As Stephen Browman sees with his hands, Scott Svare sees with his camera.

Together, the Burnsville Senior High sophomores have made a documentary film, "Sight Without Eyes," that challenges others to see blindness in a new light.

"Sight Without Eyes" ran away with the top prize at the fifth annual .EDU Film Fest, a contest for high school filmmakers from across Minnesota.

Such phrases as "brilliantly conceived" and "inspiring" and "courageous" spill out in interviews with festival judges.

"We were really just floored," said Trey Wodele, festival director and coordinator of the Digital Media Academy at Minnesota Transitions, a Minneapolis charter school.

Stephen was 1 year old when he lost his sight after developing retinoblastoma. It is a cancer of the retina, the nerve tissue at the back of the eye that senses light and sends images to the brain.

"I could see when I was a baby," Stephen said, recalling how he watched "Barney and Friends" every day. "That's the only thing I can remember about seeing."

Stephen said he learned Braille when he was in first grade. His first word: knowledge.

Friendship blooms

One Friday when Stephen was in 10th grade, Scott grabbed him in the crowded high school hallway and said, "I sit behind you in Spanish class."

"When he introduced himself I thought, that's cool," said Stephen. "Maybe we could talk."

As their friendship grew, Scott began to see blindness was no impediment to Stephen, who texts, runs track, goes to camp and plays Madden NFL on a PlayStation 3.

Stephen said he gets enough information from the video game's audio track to play, and can gauge when to release the football from changes in pressure he can feel on the controller.

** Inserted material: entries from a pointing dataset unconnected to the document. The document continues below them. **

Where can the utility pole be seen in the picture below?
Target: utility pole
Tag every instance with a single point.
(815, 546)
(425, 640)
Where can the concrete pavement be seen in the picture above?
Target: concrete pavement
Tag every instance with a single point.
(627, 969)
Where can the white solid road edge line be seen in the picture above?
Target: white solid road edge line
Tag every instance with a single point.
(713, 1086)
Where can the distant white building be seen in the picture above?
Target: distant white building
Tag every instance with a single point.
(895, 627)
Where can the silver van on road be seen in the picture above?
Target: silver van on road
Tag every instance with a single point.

Scott said he learned about the .EDU Film Fest through a friend "and I really wanted to do a film that inspires people."

Stephen's story was a natural fit. "So I called him up one day," Scott said.

The result is a 12-minute, 38-second documentary in which Stephen describes what it's like to be blind -- "It's a little complicated" -- and the struggle to show others he isn't helpless.

"It used to hurt sometimes because, like, I just wanted to fit in, you know, with the crowd," Stephen says in the film.

The central interview was shot over about two hours one night in Scott's basement.

Wearing sunglasses and a white hoodie, Stephen appears on the viewer's right in the frame, sitting on a couch in front of an unfinished wall.

Other scenes include stories told by Stephen's classmates and teachers. The camera follows Stephen, with the cane he carries in his left hand, through the high school's hallways and cafeteria.

Some of the most arresting images are closeups of Stephen reading and writing Braille with his long, slender fingers.

Scott used a Canon single-lens reflex camera that also shoots video, relying on the camera's internal microphone for sound. While he layered in an evocative soundtrack, there is no title sequence, and there are no credits at the end.

In the judging, though, the content overcame the lack of polish, said Sam Kovar, the festival's assistant director.

"Production values were important, but telling a story is where it really hits home," he said.

Changing viewpoints

"Sight Without Eyes" opens with a narrator asking, "What are a thousand words worth without a picture?"

Stephen hopes people who are engrossed in a visual world can find answers in the film.

"I would like the people to tell me," he said, "if they have a different perspective on how they see blind people."